The park district’s efforts to build a community recreation center come as a direct response to resident feedback. In community surveys, residents cited the need for more fitness facilities, meeting rooms and gymnasiums, among other amenities a recreation center could offer.
So far, the park district set aside $5 million for the project, and in June, it received $500,000 in state funding as part of the state capital bill. Furthermore, Oak Park philanthropists Mary Jo and Stephen Schuler have been talking with the park district about donating land for the project.
As park district Executive Director Jan Arnold explained during the July 11 meeting, the mental health component was something local high school students suggested during the 2015 feasibility study.
Due to the stigma associated with mental health issues, let alone getting treatment, students may be reluctant to go to places that are explicitly labeled as mental health facilities.
But because a recreational center would serve other purposes, they would be able to go in without worrying about what anyone who sees them may think.
Commissioner Kassie Porecca, who is principal at Wilmette’s Regina Dominican High School, said that she could appreciate how important that would be.
“It’s really compelling for the kid — [the idea that] when I walk into the building, nobody knows what they’re there for, because there’s such a stigma,” she said.
The Oak Park Mental Health Board is an Oak Park Township agency that, according to its website, “assist[s] in planning, developing, coordinating, evaluating and funding mental health services in Oak Park.”
Arnold explained that mental health board has already been looking into building a wellness center, and working with the park district made sense.
The two entities have put together a memorandum of understanding — a preliminary agreement that sets the basic framework that would kick in if the park district raises enough money to build the recreation center.
The mental health board would contribute $1.5 million to cover the capital costs and the rent for a 35-year lease in the building. They expect to be able to lease five offices and a small conference room spanning a total of 1,500 square feet. The memorandum itself isn’t a lease. That would need to be negotiated separately once the funding is secured.

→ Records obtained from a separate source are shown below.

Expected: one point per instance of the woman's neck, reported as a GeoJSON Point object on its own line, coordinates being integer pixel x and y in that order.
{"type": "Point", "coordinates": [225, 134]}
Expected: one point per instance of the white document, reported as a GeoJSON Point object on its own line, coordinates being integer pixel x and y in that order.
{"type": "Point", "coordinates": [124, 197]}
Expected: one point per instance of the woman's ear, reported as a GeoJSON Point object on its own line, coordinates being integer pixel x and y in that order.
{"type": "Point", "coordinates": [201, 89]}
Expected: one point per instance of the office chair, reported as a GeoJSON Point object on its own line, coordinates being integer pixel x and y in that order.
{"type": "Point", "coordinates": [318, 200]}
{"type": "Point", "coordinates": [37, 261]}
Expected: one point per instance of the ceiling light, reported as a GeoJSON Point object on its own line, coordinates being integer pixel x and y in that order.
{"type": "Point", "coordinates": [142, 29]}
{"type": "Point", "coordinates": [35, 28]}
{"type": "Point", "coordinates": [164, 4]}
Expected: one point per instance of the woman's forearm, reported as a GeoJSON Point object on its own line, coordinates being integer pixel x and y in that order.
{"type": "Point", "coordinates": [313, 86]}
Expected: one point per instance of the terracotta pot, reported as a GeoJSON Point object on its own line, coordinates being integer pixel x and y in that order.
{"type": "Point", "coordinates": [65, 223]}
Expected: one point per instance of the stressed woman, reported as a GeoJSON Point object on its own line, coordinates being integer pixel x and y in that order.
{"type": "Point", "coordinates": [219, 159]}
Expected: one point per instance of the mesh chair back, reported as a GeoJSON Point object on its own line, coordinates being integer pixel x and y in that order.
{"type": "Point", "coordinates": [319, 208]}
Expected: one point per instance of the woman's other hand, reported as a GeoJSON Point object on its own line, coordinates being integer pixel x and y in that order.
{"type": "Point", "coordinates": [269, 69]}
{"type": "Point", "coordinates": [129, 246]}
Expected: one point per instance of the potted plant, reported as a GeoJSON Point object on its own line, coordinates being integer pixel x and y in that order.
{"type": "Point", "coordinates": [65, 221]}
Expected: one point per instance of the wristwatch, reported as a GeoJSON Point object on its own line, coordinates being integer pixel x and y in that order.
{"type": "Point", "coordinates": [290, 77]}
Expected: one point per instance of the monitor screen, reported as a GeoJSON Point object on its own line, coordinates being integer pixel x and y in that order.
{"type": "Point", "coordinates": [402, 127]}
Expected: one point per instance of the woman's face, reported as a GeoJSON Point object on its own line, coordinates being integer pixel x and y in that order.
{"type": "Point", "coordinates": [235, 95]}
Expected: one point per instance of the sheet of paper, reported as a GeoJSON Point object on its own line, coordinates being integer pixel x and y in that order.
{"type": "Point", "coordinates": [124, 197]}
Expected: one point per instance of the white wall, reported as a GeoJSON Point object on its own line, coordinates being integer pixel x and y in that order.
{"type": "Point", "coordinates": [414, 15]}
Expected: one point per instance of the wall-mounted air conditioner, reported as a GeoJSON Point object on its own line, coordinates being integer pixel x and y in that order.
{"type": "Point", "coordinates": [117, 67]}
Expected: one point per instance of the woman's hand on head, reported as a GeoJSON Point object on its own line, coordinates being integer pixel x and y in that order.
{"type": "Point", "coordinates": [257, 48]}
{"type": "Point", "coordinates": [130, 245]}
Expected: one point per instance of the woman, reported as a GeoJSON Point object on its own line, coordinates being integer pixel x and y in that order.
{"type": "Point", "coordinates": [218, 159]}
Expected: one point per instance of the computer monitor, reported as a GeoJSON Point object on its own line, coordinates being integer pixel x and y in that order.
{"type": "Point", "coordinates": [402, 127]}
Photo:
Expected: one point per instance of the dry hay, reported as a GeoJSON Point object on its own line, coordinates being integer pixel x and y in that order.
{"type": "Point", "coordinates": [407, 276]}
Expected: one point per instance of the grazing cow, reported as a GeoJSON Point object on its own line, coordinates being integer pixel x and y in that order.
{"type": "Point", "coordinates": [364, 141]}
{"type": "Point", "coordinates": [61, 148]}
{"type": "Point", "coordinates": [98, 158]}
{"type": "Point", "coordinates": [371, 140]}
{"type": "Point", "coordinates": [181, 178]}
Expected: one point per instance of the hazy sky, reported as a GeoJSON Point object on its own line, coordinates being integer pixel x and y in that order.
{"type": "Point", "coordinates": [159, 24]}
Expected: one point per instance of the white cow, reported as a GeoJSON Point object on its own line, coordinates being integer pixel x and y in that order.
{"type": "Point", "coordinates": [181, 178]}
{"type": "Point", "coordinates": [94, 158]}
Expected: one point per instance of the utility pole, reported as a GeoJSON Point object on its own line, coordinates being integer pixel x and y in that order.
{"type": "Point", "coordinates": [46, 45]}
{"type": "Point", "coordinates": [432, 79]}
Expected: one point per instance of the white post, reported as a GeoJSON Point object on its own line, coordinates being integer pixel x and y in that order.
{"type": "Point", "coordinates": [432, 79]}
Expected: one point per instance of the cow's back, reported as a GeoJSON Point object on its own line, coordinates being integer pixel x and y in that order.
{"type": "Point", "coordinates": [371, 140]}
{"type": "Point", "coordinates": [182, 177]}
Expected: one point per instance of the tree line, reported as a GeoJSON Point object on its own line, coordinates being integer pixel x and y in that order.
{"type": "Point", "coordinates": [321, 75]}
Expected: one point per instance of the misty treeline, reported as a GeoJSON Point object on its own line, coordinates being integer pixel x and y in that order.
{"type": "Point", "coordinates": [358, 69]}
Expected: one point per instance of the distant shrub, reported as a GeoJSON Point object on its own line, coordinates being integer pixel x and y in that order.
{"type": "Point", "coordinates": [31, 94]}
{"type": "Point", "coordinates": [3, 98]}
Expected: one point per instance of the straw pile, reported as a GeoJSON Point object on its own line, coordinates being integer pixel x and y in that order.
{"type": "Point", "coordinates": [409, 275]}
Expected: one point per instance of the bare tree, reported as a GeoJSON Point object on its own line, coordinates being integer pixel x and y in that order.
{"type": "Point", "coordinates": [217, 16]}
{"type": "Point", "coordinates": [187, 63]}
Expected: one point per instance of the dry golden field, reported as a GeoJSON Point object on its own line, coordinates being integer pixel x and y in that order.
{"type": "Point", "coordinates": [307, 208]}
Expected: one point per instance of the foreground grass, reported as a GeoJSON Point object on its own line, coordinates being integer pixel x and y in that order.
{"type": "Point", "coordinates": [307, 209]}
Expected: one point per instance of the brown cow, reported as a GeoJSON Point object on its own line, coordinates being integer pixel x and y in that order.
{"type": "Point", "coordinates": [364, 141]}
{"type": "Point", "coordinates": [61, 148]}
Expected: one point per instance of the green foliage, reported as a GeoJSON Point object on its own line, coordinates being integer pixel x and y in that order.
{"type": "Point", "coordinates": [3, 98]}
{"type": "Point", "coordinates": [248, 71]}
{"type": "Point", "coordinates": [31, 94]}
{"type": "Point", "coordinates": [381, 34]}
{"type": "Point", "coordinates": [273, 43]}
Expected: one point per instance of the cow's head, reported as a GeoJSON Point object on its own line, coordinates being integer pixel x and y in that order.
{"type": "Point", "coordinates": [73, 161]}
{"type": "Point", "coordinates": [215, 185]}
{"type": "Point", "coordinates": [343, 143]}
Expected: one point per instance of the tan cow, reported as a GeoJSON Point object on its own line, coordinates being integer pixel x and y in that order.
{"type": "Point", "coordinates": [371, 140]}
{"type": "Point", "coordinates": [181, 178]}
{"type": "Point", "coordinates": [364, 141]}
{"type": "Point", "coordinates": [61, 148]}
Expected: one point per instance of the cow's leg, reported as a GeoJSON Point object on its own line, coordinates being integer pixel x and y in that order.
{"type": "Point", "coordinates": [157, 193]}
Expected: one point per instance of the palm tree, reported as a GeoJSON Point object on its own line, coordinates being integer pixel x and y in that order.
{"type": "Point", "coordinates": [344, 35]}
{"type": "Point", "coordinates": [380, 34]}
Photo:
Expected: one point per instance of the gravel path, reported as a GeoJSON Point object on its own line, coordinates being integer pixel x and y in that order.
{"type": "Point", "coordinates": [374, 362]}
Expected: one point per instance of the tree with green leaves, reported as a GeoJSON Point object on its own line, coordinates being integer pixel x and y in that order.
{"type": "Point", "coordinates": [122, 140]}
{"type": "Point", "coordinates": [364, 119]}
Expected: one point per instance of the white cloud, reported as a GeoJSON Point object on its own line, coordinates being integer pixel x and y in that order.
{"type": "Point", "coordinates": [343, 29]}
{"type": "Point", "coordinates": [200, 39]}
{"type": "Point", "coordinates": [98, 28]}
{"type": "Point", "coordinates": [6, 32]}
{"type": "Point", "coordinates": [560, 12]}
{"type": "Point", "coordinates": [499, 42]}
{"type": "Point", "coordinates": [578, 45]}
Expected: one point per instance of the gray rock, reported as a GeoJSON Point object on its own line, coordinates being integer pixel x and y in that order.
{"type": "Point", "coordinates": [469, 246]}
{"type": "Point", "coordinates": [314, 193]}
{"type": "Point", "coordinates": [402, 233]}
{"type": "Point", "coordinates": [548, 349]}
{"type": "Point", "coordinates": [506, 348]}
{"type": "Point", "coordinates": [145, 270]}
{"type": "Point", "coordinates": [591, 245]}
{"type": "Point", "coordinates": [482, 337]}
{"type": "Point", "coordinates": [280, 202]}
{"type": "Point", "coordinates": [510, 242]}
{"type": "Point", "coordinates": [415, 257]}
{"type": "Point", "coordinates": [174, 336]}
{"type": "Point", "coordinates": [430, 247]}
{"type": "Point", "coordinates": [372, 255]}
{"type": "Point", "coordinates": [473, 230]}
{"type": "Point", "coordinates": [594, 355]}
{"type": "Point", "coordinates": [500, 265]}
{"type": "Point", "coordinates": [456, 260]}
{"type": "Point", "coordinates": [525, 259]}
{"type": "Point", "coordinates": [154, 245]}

The memorandum also specifies that, if either the park district or the board aren’t able to come up with their shares of the funding, or if they can’t negotiate the lease, the mental health board would be able to withdraw from the pledge.
Lisa DeNunzio-DeVivo, executive director of the Oak Park Township Mental Health Board, told the Journal that, while the details haven’t been formalized, they hope to be able to offer a wide range of mental health services for all residents.
“If it does go forward, we are hoping to have satellite services from our vast array of mental health, substance use and developmental/intellectual disability partners,” she said. “Many of those services are no charge if residents do not have insurance coverage.”